心地よいコミュニケーションが、豊かなダンスと毎日を育む
社交ダンスを心から楽しむための鍵は、難しいステップやテクニックだけではなく、パートナーを思いやる温かいコミュニケーションが土台になります。
ふたりで、仲間同士で、そして自分自身が「楽しいね」と感じ、お互いに心から笑い合える時間が増えると、自然と会話が生まれ、お互いのことをもっと深く理解できるようになります。
そうした心地よい関係の中で交わされるアドバイスや意見交換は、ふたりのダンスをさらに楽しいものへと磨き上げ、その結果として、上達にもつながるはずです。

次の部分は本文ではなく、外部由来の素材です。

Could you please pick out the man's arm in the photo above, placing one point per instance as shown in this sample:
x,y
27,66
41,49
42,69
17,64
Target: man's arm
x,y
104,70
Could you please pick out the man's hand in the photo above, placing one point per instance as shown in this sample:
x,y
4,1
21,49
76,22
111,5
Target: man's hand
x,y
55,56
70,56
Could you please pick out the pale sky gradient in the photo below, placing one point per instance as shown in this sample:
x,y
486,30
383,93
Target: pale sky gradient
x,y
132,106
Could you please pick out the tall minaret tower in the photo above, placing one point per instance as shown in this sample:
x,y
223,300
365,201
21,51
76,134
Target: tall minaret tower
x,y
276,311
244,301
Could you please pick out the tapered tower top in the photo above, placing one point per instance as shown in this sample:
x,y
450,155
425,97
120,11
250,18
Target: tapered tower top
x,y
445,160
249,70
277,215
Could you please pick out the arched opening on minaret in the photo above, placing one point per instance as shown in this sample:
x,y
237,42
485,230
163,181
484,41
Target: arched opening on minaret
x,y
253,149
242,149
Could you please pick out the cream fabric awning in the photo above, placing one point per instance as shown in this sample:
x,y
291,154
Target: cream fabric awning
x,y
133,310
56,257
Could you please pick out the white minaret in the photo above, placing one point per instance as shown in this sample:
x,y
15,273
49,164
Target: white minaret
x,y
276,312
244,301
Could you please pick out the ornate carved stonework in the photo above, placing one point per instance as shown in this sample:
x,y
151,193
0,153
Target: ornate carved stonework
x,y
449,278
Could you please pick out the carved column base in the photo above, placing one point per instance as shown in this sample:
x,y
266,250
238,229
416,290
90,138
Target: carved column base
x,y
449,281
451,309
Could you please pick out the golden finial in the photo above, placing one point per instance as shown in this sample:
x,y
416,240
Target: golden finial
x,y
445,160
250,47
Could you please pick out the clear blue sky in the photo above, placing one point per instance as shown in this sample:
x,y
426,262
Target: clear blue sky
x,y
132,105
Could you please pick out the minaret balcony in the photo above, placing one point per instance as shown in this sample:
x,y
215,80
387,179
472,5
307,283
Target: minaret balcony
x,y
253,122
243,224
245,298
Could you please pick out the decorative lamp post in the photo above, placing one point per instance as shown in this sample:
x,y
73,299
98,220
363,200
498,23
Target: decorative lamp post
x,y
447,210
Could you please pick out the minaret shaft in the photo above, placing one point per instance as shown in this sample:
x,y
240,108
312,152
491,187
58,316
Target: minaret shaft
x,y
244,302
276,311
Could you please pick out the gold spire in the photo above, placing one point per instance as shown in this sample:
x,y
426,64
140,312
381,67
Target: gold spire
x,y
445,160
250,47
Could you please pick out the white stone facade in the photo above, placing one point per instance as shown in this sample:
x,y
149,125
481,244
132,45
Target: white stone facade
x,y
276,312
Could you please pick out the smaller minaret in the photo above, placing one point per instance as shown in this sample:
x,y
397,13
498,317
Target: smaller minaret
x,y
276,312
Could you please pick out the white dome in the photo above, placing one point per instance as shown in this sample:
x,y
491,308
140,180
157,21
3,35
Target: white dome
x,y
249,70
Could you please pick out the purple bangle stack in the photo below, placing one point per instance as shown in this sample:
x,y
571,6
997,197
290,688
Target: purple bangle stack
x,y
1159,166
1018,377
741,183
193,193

さらに、相手の立場を考え、尊重し、自分の想いを上手に伝える力は、日々の意識によって磨かれていくコミュニケーションの技術だと思います。
この技術は、ダンスフロアを離れたご家庭やご友人との時間、お仕事の場面といった様々な場面で役立ち、あなたの毎日をより豊かにしてくれます。
私たちヒロスダンススタジオは、皆さんが安心してダンスについて語り合い、学び合える温かい場所でありたいと願っています。
そうした場を通じて、健康づくりや趣味の社交ダンスが、単に楽しい運動の時間だけでなく、多くの学びの機会となることを心から願っています。
この記事が、あなたの社交ダンスライフをこれまで以上に楽しく、豊かなものにするための一助となれば幸いです。
今日も最後までお読みいただきありがとうございました。